Opinion and Viewpoint

PHILLIPS: Indiana is lab of life sciences innovation

June 28, 2014

PhillipsIndiana is in the midst of a revolution and it’s not what you think. It’s not politics, open-wheel racing or even basketball. This revolution is about creating a sustainable health care model for personal wellness and economic growth.

First, the obvious: From a personal health standpoint, we’re in trouble. Public health measures such as obesity, smoking and exercise continue to reveal Indiana’s lack of progress when it comes to individual health and wellness.

These shortfalls are especially vexing when you consider our state’s leadership in the life sciences. Our nearly 2,000 companies with Hoosier ties place us second in the nation for life sciences exports. We are the envy of the Midwest and a powerful player nationally.

Therefore, in order to secure our state’s public health and economic future, let’s stop treating them as separate phenomena.

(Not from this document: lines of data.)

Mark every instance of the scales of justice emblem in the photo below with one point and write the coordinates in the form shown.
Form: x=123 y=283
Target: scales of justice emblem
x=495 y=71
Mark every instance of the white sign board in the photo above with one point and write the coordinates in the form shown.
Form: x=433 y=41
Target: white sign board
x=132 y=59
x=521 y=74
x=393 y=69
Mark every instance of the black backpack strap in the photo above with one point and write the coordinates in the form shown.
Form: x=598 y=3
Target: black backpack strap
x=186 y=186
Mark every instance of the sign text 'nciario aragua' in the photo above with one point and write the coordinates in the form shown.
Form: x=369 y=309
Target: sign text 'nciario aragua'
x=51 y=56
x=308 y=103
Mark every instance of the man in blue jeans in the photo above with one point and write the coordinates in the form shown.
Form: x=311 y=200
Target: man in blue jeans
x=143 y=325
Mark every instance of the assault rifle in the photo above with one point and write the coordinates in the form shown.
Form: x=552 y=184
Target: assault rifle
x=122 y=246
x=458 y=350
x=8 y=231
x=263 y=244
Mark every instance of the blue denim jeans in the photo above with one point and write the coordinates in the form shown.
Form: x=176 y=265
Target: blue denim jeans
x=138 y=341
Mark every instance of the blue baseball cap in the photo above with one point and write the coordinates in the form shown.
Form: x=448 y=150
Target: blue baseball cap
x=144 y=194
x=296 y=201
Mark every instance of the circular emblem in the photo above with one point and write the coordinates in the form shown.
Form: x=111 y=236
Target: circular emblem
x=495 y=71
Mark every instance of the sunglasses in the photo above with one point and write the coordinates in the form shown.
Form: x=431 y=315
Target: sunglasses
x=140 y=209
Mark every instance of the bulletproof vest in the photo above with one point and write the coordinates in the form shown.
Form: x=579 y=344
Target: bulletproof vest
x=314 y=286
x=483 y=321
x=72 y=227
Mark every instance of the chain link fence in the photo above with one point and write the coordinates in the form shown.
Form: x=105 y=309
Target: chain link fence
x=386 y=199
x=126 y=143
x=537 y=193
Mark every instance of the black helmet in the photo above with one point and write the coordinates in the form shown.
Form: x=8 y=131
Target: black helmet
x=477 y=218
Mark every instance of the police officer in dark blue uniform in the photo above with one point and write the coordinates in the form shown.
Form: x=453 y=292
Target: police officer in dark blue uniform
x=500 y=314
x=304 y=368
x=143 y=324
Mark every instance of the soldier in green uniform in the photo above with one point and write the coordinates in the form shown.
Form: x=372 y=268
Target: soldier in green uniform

After all, Indiana’s economic prosperity is directly tied to the health of our workforce. We should begin by supporting and investing in some exciting new initiatives that confirm Indiana’s status as a laboratory of innovation for the nation.

For example, the state’s new Healthy Indiana Plan, or HIP 2.0, will provide hundreds of thousands of Hoosiers with the tools they need to improve their health. Instead of simply expanding Medicaid like some states did following the implementation of the Affordable Care Act, Gov. Mike Pence and his administration have crafted a solution that increases access to health insurance while building a culture of individual accountability.

This innovative solution can create a sustainable model for personal health improvements, which can pay huge dividends with a healthier workforce. It’s why many corporations, including Roche, continue to examine and implement similar benefit plans that place more responsibility on the individual while rewarding and encouraging behavior change.

Another innovative way we’re addressing public health is Jump IN for Healthy Kids, a new initiative targeting childhood obesity by connecting the entire community. Using a proven approach, Jump IN is employing evidence-based practices to improve our kids’ health in measurable and sustainable ways with a focus on education, nutrition, physical activity and community-based health pilots.

Kids with healthy habits are more likely to become healthy adults, and more healthy adults are what our state needs to fuel the growth of sustainable high-technology industries, such as life sciences. Indiana is already a powerhouse, with more than 58,000 Hoosiers making up the 10th-largest life sciences workforce in the country. But we can and must do more.

That’s why a group of corporate and research university partners launched the Indiana Biosciences Research Institute last year, the first industry-led life sciences research institute. Unlike other state-based research institutes, the institute is led by corporations with startup capital funded jointly through corporate and philanthropic donations and state government appropriations. Members are focused on tackling the biggest health problems facing our state, issues that threaten our long-term health.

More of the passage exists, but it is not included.